An effective sales pitch is a narrative built around differentiated value, not a feature list, and follows a specific storyboarding structure.
Test new pitches with a select group of top sales reps on fully qualified prospects, observing calls closely and iterating based on direct feedback.
A failed pitch test is a positioning failure, most often rooted in insufficiently differentiated value, requiring a return to the core positioning exercise.
Try this: Test positioning by storyboarding a value-based sales pitch and observing live calls with top reps on qualified prospects.
Translating Your Positioning Into Messaging (Chapter 11)
A messaging document is the essential bridge between a validated positioning strategy and its consistent execution in all customer-facing communications.
Creating this document before updating individual assets like the homepage prevents narrative fragmentation and saves time in the long run.
This living document serves the dual purpose of guiding future content creation and archiving the strategic decisions behind your positioning for future reference.

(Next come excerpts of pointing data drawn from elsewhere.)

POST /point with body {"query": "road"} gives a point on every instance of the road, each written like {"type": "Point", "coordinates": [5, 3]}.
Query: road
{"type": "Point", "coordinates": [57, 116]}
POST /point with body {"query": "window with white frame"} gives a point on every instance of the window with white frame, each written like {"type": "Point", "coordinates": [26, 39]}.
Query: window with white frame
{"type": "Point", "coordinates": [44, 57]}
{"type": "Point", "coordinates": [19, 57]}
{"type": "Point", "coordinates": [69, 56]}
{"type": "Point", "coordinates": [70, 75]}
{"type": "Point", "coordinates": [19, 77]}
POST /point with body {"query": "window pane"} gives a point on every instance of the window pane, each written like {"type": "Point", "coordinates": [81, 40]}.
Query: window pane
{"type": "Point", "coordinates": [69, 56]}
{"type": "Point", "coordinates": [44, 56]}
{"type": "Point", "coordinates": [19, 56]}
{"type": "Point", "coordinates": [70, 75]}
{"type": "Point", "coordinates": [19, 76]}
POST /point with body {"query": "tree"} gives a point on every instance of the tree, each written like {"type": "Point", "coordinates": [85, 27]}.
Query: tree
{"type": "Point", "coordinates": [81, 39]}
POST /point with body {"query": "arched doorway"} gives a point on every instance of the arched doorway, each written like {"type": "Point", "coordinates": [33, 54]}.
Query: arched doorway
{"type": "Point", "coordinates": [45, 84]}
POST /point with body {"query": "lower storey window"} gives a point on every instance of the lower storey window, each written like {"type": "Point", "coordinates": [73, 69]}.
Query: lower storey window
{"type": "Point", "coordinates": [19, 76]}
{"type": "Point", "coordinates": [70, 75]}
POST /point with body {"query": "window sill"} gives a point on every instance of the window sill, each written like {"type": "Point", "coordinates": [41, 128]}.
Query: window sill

Try this: Create a central messaging document before updating marketing assets to ensure narrative consistency and archive strategic decisions.
Changing Your Positioning (Chapter 12)
Positioning is a living strategy that requires active stewardship, not a static document.
A single owner (a "steward") must be accountable for maintaining and reviewing the positioning over time.
Reviews should be triggered by significant changes to your product, competitors, company structure, or the external market.
Instituting biannual formal checkpoints creates a proactive system to monitor for gradual competitive threats.
The ultimate value of positioning is determined entirely by the organization's commitment to executing it in the market.
Try this: Appoint a positioning steward, schedule biannual reviews, and trigger reassessments when product, market, or competitive changes occur.
Conclusion (Conclusion)
Market Choice is Power: Any product can be positioned in multiple markets. You are not trapped in a market that doesn't recognize your value.
Positioning is a Collaborative Sport: Success depends on getting all key stakeholders involved and aligned from the start.
Process Over Guesswork: Positioning can and should be developed through a structured, step-by-step process, not just in brainstorming sessions.
Differentiated Value is the Key: Your unique, compelling value is the core reason customers will choose you over every other option.
Execution is Everything: A brilliant positioning strategy only wins if it is executed consistently across the entire organization.
Try this: Leverage the power to choose your market, collaborate across functions, follow the process, hone differentiated value, and execute relentlessly.